Pipeline Objects#
The pipeline classes Pipeline
and ModelPipeline
are made up of base pipeline objects / pieces. These are based on the
scikit learn concept of a Pipeline
.
Across all base ModelPipeline
pieces,
e.g., Model
or Scaler
,
there exists an obj param when initializing these objects.
Beyond choice of obj parameter, pipeline objects share a number of other common
parameters which allow for extra customization, as well as some objects which have unique
parameters. Shared parameters include params, scope, extra_params> and cache_loc.
obj#
The ‘obj’ parameter is the core parameter for any pipeline object. It can broadly refer to either a str, which indicates a valid pre-defined custom obj for that piece, or depending on the pieces, this parameter can be passed a custom object directly.
For example if we want to make an
instance of RobustScaler
from sklearn:
In [1]: import BPt as bp
In [2]: scaler = bp.Scaler('robust', scope='all')
In [3]: scaler
Out[3]: Scaler(obj='robust', scope='all')

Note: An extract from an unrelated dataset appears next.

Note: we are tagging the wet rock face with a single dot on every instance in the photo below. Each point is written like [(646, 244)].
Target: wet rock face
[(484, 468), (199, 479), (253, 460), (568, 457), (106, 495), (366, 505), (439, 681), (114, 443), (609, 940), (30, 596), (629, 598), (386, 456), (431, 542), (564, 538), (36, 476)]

# See what this object looks like internally
In [4]: scaler.build()
Out[4]:
(('robust',
ScopeTransformer(estimator=RobustScaler(quantile_range=(5, 95)), inds='all')),
{})
We can do this because ‘robust’ exists as a default option already available in BPt (See Scalers). That said, if it wasn’t we could pass it as a custom object as well.
In [5]: from sklearn.preprocessing import RobustScaler
In [6]: scaler = bp.Scaler(RobustScaler())
In [7]: scaler
Out[7]: Scaler(obj=RobustScaler())
params#
params are used to either specify or select from a default existing choice of associated fixed or distribution of hyper-parameter values for this object. For example, we can choose to associate an existing hyper-parameter distribution for the robust scaler from before with:
In [8]: scaler = bp.Scaler('robust', params="robust gs")
In [9]: scaler
Out[9]: Scaler(obj='robust', params='robust gs')

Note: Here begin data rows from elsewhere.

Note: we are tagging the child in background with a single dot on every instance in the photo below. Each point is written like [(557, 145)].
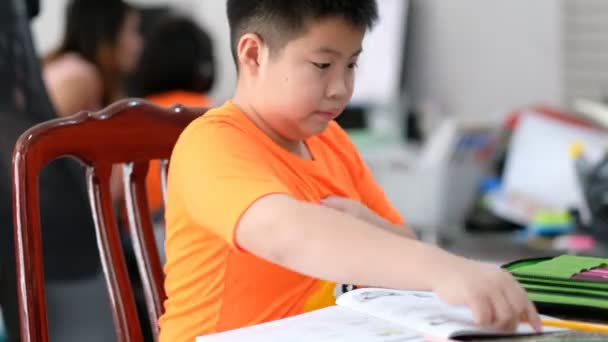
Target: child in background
[(176, 67), (270, 206)]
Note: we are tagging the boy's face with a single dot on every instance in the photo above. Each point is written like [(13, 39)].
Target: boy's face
[(306, 84)]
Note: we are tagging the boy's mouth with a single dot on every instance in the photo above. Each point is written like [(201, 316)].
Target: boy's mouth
[(329, 115)]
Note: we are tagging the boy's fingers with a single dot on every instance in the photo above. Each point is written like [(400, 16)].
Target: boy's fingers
[(505, 313), (482, 311)]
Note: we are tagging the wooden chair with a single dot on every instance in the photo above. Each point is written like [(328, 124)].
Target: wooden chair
[(130, 132)]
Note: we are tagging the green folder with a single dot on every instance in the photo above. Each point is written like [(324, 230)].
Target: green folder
[(549, 285)]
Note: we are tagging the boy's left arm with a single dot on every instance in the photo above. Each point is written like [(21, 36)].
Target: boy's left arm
[(359, 210)]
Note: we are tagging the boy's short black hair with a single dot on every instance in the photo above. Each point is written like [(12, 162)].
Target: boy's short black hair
[(177, 55), (278, 21)]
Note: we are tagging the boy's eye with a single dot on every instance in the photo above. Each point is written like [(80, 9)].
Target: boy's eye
[(322, 66)]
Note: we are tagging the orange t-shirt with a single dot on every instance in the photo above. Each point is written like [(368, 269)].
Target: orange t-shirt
[(221, 164), (168, 99)]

We could also set it to a custom distribution using ref:Parameter<api.dists>:
In [10]: quantile_range = bp.p.Choice([(5, 95), (10, 90), (15, 85)])

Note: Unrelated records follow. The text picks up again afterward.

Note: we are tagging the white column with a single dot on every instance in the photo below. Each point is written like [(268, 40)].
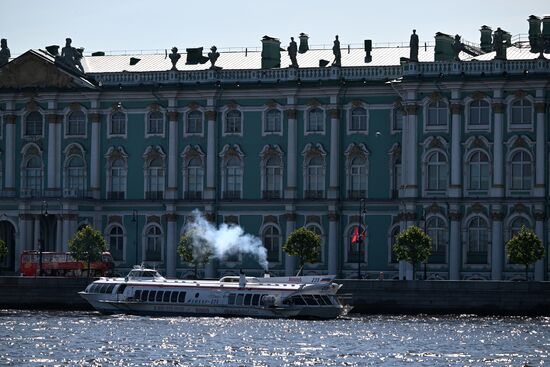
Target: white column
[(9, 177), (59, 234), (210, 192), (52, 169), (333, 243), (455, 244), (456, 161), (539, 231), (497, 244), (498, 154), (334, 184), (95, 175), (171, 245), (36, 233), (290, 261), (172, 191), (540, 171), (292, 150)]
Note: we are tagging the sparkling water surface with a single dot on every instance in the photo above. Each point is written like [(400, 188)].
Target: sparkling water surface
[(37, 338)]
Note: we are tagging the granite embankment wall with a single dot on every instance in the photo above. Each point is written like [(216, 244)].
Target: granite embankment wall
[(367, 296), (440, 297)]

In [11]: scaler = bp.Scaler('robust', params={'quantile_range': quantile_range})
In [12]: scaler
Out[12]:
Scaler(obj='robust',
params={'quantile_range': Choice([(5, 95), (10, 90), (15, 85)])})
See Params for more information on how to set Parameters.
scope#
Pipeline objects also have the argument Scope as an input argument.
This argument allows for pipeline objects to work on just a subset of columns.
Notably, if the scope in reference to a specific Dataset
is empty, then
the piopeline object in question will just be silently skipped. This is useful for defining
generic pipelines to different types of datasets.